“Jane Goodall, one of the world’s most revered conservationists, who earned scientific stature and global celebrity by chronicling the distinctive behavior of wild chimpanzees in East Africa — primates that made and used tools, ate meat, held rain dances and engaged in organized warfare — died on Wednesday in Los Angeles. She was 91.”
@nytimes @janegoodallinst
Re-sharing below a post made last year, after taking my family to see a
@natgeo screening of the beautiful film ‘JANE,’ directed by Brett Morgen:
“we often go to the zoo but poppy has never seen chimps in the wild. as she watched fascinated, i whispered that we will go to gombe someday, to visit the place i’ve been fortunate to see several times.
ofc, my favorite visit to gombe was with jane! overall i saw just how connected she was to gombe, a relatively tiny piece of protected park along the western edge of tanzania. one day at sunset, as we sat sipping a little whisky on the sandy shore of lake tanganyika, we saw monkeys jumping on a shaky tree limb and she said that birds would arrive any moment, which they did. she explained that when the monkeys jumped, bugs bounced off the limbs and birds saw this and came to eat the bugs mid flight.
partially hidden in the trees near the shore was jane’s home, which as most human structures in gombe looked like a kind of caged zoo enclosure. i looked through her collection of natural history books, scattered on the wood shelving between chimpanzee skulls and other artifacts of gombe life.
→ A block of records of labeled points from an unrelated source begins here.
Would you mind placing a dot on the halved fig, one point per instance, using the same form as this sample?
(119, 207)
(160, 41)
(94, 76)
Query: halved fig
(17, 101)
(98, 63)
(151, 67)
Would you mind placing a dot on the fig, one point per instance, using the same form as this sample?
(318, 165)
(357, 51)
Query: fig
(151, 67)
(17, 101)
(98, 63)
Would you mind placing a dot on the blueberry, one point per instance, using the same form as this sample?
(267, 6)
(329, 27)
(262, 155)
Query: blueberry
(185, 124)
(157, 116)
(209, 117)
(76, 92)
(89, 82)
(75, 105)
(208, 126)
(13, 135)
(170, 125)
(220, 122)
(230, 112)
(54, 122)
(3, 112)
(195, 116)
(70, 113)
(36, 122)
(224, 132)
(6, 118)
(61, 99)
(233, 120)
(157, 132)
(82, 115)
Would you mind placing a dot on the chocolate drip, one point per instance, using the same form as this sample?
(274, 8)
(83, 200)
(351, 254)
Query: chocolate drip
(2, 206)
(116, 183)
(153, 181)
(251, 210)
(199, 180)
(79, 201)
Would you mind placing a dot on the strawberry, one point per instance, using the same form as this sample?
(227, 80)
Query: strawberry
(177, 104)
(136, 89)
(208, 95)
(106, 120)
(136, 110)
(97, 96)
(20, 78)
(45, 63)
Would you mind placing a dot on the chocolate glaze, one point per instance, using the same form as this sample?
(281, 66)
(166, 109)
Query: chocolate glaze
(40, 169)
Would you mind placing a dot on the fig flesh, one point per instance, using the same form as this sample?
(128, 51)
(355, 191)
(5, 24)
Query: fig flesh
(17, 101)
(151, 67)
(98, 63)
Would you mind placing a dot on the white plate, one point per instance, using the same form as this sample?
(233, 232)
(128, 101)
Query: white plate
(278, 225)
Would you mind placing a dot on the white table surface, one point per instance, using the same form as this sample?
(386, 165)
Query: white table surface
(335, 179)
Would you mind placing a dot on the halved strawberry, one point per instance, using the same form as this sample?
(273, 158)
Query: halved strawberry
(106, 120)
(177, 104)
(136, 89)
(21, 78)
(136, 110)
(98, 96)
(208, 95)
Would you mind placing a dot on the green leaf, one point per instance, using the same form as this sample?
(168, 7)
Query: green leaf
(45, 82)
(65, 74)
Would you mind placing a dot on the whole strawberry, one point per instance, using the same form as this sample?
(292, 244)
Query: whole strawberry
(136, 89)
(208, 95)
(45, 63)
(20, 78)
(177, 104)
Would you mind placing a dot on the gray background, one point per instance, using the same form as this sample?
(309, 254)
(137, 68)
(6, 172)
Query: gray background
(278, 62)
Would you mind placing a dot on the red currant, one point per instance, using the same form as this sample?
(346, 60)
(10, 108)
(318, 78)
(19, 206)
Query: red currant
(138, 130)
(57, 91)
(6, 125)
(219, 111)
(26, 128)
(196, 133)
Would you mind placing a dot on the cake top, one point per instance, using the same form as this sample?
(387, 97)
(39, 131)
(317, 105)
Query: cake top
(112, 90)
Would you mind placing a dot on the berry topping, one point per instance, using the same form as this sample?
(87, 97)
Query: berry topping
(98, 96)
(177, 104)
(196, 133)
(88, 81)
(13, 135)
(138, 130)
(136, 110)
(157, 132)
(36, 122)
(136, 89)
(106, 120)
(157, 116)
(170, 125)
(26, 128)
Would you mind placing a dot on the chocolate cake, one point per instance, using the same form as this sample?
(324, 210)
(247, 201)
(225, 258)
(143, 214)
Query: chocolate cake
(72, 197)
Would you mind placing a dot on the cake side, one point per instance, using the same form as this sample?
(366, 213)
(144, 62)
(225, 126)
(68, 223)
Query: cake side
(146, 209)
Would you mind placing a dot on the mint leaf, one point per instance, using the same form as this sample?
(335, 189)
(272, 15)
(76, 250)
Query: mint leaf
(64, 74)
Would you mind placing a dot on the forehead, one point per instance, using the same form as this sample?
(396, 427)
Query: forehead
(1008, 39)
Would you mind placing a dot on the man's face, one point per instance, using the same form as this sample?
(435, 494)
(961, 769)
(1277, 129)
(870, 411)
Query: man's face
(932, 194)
jane visited gombe once a year, and liked to go see the chimps on her own. one day i passed by and she had apparently gone to do just that. but just as i was leaving i saw, climbing along the outside of the wire walls, a family of chimps, clearly also looking for her. at the end of the week, as we departed gombe by boat, this same family, the matriarch of which she had known for decades, came to the shore to watch her leave.